Place a gyoza wrapper on a flat dry surface and put a heaped teaspoon of the sweet potato mixture in the centre (see picture above).
Dip one finger in the cold water and trace a line along half the edge of the gyoza wrapper (see picture above).
Fold the wrapper over to enclose the filling. Pinch the wrapper in the centre at the top to seal that spot.
Holding the filled wrapper in your left hand (or right one if you are left-handed), pleat the top of the wrapper (see pictures above). Set aside on the lined tray keeping the edge up. Repeat with the rest of the gyoza dumplings.
4. For the cooking part, use a large frying pan or skillet with a tight fitting lid.
Put the pan over a medium heat and add one teaspoon of sesame oil. When it is hot, place half the gyoza in the pan (or as many that will fit) with their edge up. Cook for about 3 minutes or until the bottom of the gyoza is golden.
Add in 60ml of the cold water and cover immediately with the lid. Steam for about 2 minutes or until most of the water has evaporated.
Uncover, let the water evaporate completely, then add one teaspoon of sesame oil. Cook until the gyoza is crispy in the bottom (when shaking the pan, the dumplings should slide; if not, set the pan aside and cover with the lid for another 2 or 3 minutes).

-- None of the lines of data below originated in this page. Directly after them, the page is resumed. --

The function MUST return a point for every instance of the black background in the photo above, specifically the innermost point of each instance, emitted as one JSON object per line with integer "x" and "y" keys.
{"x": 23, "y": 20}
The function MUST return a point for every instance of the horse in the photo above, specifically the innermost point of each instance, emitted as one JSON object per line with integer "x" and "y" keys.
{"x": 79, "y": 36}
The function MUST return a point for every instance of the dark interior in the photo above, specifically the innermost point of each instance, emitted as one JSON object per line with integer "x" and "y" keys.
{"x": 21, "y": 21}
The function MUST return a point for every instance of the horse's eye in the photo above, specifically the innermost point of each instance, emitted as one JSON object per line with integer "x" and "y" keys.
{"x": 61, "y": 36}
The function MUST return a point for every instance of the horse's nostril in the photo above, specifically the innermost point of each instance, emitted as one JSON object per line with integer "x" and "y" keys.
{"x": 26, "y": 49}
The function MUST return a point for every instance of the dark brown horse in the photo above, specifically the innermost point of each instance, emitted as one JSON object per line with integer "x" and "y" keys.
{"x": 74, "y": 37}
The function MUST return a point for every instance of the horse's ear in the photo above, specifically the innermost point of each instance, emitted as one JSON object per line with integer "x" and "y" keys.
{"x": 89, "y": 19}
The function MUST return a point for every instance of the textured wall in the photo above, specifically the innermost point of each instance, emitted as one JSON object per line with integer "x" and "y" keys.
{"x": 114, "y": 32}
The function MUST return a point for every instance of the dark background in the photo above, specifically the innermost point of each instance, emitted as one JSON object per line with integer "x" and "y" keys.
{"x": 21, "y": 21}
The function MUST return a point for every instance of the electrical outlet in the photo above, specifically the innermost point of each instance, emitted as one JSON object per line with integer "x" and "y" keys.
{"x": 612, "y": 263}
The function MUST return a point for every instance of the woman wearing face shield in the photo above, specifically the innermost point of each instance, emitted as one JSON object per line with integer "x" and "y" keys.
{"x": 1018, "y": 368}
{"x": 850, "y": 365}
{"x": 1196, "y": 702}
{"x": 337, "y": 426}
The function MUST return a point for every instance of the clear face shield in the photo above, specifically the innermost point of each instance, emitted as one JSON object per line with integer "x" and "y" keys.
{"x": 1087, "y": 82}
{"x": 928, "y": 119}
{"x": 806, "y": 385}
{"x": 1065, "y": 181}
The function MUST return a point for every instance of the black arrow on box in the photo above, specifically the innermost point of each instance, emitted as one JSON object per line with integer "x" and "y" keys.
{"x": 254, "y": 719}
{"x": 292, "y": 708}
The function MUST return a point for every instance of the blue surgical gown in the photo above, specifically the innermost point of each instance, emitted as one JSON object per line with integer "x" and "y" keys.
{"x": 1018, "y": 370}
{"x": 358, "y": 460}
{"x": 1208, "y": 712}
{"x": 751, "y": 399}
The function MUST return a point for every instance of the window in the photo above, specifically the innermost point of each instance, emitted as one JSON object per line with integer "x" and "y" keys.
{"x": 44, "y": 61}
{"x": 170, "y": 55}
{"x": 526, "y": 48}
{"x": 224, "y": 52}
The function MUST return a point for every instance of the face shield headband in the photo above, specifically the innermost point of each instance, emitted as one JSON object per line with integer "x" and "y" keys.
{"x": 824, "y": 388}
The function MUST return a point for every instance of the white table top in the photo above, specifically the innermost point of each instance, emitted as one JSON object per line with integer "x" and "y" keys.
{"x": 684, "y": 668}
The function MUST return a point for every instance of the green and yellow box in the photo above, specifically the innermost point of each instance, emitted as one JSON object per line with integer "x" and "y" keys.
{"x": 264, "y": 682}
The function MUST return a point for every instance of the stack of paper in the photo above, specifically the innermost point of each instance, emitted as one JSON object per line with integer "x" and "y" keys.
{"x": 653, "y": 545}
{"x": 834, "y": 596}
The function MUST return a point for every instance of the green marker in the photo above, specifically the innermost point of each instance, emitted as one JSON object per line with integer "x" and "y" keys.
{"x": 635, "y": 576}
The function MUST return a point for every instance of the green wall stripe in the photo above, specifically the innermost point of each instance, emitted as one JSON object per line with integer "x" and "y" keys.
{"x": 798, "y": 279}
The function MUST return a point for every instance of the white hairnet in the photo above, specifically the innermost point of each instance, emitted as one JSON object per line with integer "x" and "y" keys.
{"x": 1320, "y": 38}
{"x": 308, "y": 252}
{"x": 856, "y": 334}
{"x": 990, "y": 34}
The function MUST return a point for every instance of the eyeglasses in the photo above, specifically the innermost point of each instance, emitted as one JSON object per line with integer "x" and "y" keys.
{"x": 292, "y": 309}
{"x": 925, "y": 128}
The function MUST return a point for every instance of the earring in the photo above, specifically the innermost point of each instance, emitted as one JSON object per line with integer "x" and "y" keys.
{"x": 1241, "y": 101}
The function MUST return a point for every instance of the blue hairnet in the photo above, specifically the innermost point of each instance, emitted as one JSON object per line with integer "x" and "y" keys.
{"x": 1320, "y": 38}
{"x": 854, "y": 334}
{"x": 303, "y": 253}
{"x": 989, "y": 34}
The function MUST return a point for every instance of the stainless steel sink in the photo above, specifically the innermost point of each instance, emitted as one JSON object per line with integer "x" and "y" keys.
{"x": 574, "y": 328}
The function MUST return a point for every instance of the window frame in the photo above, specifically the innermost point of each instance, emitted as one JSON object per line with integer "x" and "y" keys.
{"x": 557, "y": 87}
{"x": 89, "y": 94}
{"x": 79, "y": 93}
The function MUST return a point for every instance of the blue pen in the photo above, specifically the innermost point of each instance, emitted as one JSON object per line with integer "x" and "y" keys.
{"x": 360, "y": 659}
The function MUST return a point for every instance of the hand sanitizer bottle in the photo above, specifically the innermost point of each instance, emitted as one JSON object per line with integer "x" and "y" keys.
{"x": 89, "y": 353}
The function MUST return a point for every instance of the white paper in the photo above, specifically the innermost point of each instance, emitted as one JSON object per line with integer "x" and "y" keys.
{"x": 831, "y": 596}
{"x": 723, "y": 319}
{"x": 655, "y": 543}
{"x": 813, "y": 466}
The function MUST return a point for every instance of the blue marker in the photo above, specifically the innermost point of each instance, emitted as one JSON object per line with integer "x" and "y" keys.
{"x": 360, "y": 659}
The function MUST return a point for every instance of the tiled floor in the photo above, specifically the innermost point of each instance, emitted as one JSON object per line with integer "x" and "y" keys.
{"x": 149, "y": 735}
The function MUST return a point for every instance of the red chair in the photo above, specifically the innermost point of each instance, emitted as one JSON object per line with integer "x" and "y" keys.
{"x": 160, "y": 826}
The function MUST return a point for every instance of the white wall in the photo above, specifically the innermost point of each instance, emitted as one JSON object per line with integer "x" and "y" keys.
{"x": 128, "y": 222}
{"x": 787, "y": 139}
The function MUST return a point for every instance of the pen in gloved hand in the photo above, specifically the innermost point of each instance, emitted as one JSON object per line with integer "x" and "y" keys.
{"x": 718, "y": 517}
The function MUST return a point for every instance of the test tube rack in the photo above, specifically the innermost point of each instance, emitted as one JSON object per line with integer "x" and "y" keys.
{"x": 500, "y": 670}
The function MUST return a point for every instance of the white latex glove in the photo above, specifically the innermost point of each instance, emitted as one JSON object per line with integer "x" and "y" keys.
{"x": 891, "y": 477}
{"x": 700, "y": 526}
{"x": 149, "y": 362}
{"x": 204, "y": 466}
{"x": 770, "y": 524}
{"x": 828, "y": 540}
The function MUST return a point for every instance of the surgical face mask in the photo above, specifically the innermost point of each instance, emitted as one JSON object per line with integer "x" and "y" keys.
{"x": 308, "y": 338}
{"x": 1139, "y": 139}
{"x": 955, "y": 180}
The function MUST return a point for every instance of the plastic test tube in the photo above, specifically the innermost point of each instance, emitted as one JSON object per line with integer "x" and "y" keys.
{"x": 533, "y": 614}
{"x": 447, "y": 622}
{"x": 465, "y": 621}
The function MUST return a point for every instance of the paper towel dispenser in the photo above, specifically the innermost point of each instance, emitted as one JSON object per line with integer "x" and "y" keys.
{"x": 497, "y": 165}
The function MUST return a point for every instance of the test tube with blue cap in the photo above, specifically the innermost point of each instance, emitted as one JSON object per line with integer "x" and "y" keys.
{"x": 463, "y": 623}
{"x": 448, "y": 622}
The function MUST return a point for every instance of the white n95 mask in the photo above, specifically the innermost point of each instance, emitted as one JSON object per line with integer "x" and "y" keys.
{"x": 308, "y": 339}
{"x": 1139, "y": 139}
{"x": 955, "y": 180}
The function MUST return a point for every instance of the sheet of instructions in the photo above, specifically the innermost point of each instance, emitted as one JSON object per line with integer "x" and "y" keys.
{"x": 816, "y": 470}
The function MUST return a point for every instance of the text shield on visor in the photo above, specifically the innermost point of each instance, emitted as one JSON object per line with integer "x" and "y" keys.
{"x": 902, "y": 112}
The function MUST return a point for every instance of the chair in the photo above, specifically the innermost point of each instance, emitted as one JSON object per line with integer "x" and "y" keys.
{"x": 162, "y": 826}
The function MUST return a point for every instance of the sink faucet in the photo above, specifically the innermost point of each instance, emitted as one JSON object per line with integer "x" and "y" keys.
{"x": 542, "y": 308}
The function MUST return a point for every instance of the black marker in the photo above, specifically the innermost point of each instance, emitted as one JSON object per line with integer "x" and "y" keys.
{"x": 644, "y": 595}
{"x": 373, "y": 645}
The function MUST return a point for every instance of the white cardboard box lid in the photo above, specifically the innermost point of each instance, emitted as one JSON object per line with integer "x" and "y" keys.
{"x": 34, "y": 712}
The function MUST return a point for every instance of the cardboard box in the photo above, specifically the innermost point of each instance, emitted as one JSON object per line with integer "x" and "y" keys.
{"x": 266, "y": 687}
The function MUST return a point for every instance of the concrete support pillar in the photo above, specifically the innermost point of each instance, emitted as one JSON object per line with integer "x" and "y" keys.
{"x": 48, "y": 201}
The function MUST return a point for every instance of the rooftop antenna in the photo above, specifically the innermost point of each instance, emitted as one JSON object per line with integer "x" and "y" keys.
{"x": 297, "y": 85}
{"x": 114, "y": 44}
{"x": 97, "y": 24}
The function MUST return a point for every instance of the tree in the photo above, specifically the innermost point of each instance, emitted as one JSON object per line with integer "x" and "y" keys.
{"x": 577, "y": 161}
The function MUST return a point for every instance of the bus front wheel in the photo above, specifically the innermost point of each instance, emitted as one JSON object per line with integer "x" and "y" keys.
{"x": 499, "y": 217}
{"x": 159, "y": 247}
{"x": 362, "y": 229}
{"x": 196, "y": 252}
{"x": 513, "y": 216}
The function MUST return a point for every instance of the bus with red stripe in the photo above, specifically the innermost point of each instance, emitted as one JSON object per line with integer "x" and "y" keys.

The gyoza dumplings should be slightly translucent and the filling should be firm.
5. Flip the gyoza dumplings on a large serving plate , browned surface up. Cover with aluminum foil while cooking the other batch (repeat the cooking actions) if you are making them all in one go.
Serve with the dipping sauce (mix the ingredients in a small bowl).
- the gyoza can be made a couple of hours ahead and kept on a tray covered with cling film, leaving a bit of space between each dumpling so they do not stick to each other. They can also be frozen just after being made and kept in the freezer for up to a month (cook straight from frozen).
- * I found gyoza wrappers in the frozen section of the Asian market on Drury Street in Dublin. I thawed them before use. They can also be replaced by wonton wrappers, or you could try and make your own gyoza wrappers.
Ingredients (make 2 okonomiyaki)
2 free range eggs
100g plain flour
100g cold vegetable stock
30g grated raw potato
2 teaspoons crispy shallots (optional - buy ready made or make your own)
1 teaspoon chopped spring onions
1 teaspoon freshly grated ginger
125g thinly shredded cabbage (I used sweetheart cabbage)
150g bacon bits (cooked and cooled)
100g sliced mushrooms
To serve: mayonnaise and okonomiyaki sauce (which is really easy to make: mix 3 tablespoons ketchup, 1 teaspoon soy sauce and 1 tablespoon Worcester sauce together), bonito flakes if you find some.
1. In a large bowl, mix the eggs and flour together. Stir the cold vegetable stock in (whisk if necessary and make sure there are no lumps).
2. Add the grated potato, crispy onions (optional), spring onions, ginger, cabbage, cooked bacon bits, mushrooms and stir well.
3. Pour a thin layer of vegetable oil in a small frying pan (mine is approximately 20cm diameter) over a medium heat. Spoon half of the mixture in the frying pan and spread in a round shape. Flatten the top with a spatula and cook for 5 minutes (the bottom should be nice and brown). Flip the okonomiyaki on the other side and cook for a further 5 minutes.
4. Keep warm (covered with aluminum foil or kept in a warmed oven on a plate) while cooking the second okonomiyaki (alternatively, use two small frying pans to cook them at the same time).
The okonomiyaki can be lightly brushed with okonomiyaki sauce before serving. Then garnish as you like with a drizzle of mayonnaise and/or bonito flakes.
Note: this recipe can be made gluten free if swapping the plain flour for a gluten free alternative (buckwheat would be really lovely). And remove the bacon bits for a vegetarian version.